Upon ischemia, a lack of blood leads to a cellular energy crisis, whereby mitochondria do not have the oxygen necessary to produce ATP, collapsing the intricate order of the cell and leading to cell death. This begins locally with only a few cells at the initial site of the occlusion but spreads as the survival of each cell depends on the next. This spread of dead cells determines the size of an infarct, which increases with time, making time a critical factor.
Cheng and colleagues examined mouse hippocampus infarct size (volume) three days after ischemic injury and found that NR treatment reduces the spread of dead neurons, as shown by a reduction in the infarct size. Additional measurements showed that NR treatment partially reverses neuronal damage and suppresses cell death. These findings suggest that NR helps to maintain cellular energy and slow down the spread of cell death upon ischemic injury.

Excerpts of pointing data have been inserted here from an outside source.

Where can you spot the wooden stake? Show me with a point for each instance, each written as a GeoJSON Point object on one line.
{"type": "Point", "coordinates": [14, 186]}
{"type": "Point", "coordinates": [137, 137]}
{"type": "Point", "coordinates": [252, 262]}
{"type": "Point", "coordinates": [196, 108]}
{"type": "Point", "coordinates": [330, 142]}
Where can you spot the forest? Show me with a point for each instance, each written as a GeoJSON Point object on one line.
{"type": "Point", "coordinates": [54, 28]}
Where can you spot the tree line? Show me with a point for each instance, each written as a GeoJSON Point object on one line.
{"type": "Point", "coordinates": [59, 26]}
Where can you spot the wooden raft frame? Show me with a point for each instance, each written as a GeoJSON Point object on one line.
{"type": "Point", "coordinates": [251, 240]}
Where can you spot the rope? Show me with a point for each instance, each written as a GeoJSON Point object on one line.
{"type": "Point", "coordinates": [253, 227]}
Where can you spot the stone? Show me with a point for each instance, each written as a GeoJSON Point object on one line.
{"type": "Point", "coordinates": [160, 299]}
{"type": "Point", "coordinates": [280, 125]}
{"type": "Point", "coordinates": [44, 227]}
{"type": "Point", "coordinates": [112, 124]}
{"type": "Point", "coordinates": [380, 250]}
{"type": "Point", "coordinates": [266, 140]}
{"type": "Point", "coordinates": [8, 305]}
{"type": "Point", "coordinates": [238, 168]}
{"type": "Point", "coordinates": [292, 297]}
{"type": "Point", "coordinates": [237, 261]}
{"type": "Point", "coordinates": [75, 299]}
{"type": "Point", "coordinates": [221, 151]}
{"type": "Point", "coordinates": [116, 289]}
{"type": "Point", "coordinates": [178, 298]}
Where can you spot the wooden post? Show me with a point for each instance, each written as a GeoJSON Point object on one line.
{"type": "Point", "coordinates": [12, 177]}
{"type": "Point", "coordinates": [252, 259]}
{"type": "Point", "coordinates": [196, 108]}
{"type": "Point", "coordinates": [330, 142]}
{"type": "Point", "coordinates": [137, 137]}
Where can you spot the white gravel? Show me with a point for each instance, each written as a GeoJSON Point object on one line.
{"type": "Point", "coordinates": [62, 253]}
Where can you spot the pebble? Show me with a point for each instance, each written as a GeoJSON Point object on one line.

NR Helps Prevent a Cellular Energy Crisis
NR is known to activate enzymes called Sirt1 and AMPK, which restore energy balance in times of energy crisis by stimulating ATP production. NR likely does this by increasing the synthesis of NAD+, which Sirt1 uses as fuel. Sirt1 then activates AMPK. NAD+ itself also plays an essential role in mitochondrial ATP production. Thus, by boosting NAD+ and activating Sirt1 and AMPK, NR could exert its effects on ischemic injury by preventing a cellular energy crisis.

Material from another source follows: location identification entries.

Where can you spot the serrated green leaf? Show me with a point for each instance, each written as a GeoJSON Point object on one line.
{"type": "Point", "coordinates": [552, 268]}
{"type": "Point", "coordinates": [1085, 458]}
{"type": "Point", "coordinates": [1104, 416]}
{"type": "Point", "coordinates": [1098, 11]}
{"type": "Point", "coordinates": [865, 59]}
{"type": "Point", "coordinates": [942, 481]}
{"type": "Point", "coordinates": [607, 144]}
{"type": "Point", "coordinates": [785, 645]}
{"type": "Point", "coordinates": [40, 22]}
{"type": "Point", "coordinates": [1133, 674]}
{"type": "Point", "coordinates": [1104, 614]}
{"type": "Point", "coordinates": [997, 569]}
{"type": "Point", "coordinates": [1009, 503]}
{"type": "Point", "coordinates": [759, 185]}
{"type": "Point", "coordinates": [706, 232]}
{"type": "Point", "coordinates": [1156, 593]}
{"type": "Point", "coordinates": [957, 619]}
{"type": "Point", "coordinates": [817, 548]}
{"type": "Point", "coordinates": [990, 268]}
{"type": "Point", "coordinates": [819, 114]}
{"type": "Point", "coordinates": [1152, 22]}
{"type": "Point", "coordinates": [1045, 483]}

Cheng and colleagues measured NAD+, ATP, Sirt1, and AMPK at different time points from the hippocampus of mice after ischemic injury. Upon ischemic injury, NAD+ and ATP levels dropped with a 40% decrease in ATP, confirming a cellular energy crisis. NR treatment replenished the production of NAD+ and ATP six hours after injury. Sirt1 and AMPK activity also increased after 6 hours. These results suggest that by increasing the production of NAD+, treatment with NR helped salvage the energy supply by activating Sirt1/AMPK.
Timing Is Everything
When it comes to stroke, they say “time is brain.” When an individual has a stroke, the blocked artery must be repaired with reperfusion therapy, which restores blood flow to the site of occlusion. Until the artery is unblocked, more and more brain tissue is damaged. Thus, time is a critical factor in preventing brain damage for stroke victims. For the model used by Cheng and colleagues, reperfusion occurred 45 minutes after ischemic injury. NR treatment was then given 20 minutes after reperfusion. In humans, reperfusion may not occur for hours. Still, NR could help reduce brain damage after reperfusion or it could be administered before reperfusion. Since NR is not a fast-activating compound, taking 6 hours to have a significant effect in this study, future studies will need to examine the most critical time points for NR administration in the case of ischemic injury.

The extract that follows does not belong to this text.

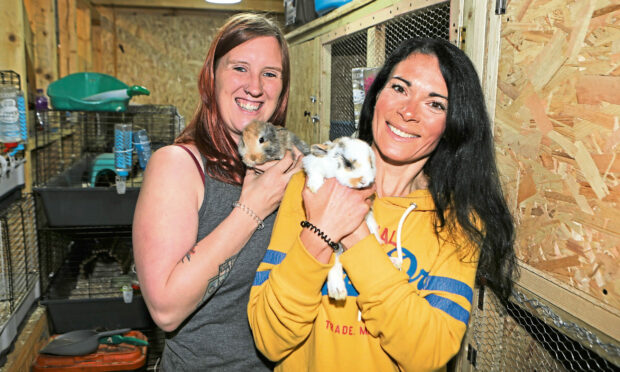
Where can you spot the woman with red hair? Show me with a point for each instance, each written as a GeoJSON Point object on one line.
{"type": "Point", "coordinates": [203, 222]}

Is NR a Neuroprotective Treatment?
This study confirms what was found in a similar study using another NAD+ booster, NMN. In previous animal studies, NR has also been shown to improve cognitive function and increase lifespan. NR has been shown to rescue neurons in cell models for Alzheimer’s disease and improve neuron generation in an amyotrophic lateral sclerosis mouse model. These studies support the neuroprotective effect of NR observed in this study. NR treatment has been shown to raise NAD+ levels in humans, which could make it applicable in treating cognitive deficits in humans. Additionally, NR has been shown to improve the underlying defects of Parkinson’s disease. Overall, NR could have more of a preventative effect on the cognitive decline associated with aging, as NAD+ levels decline with age.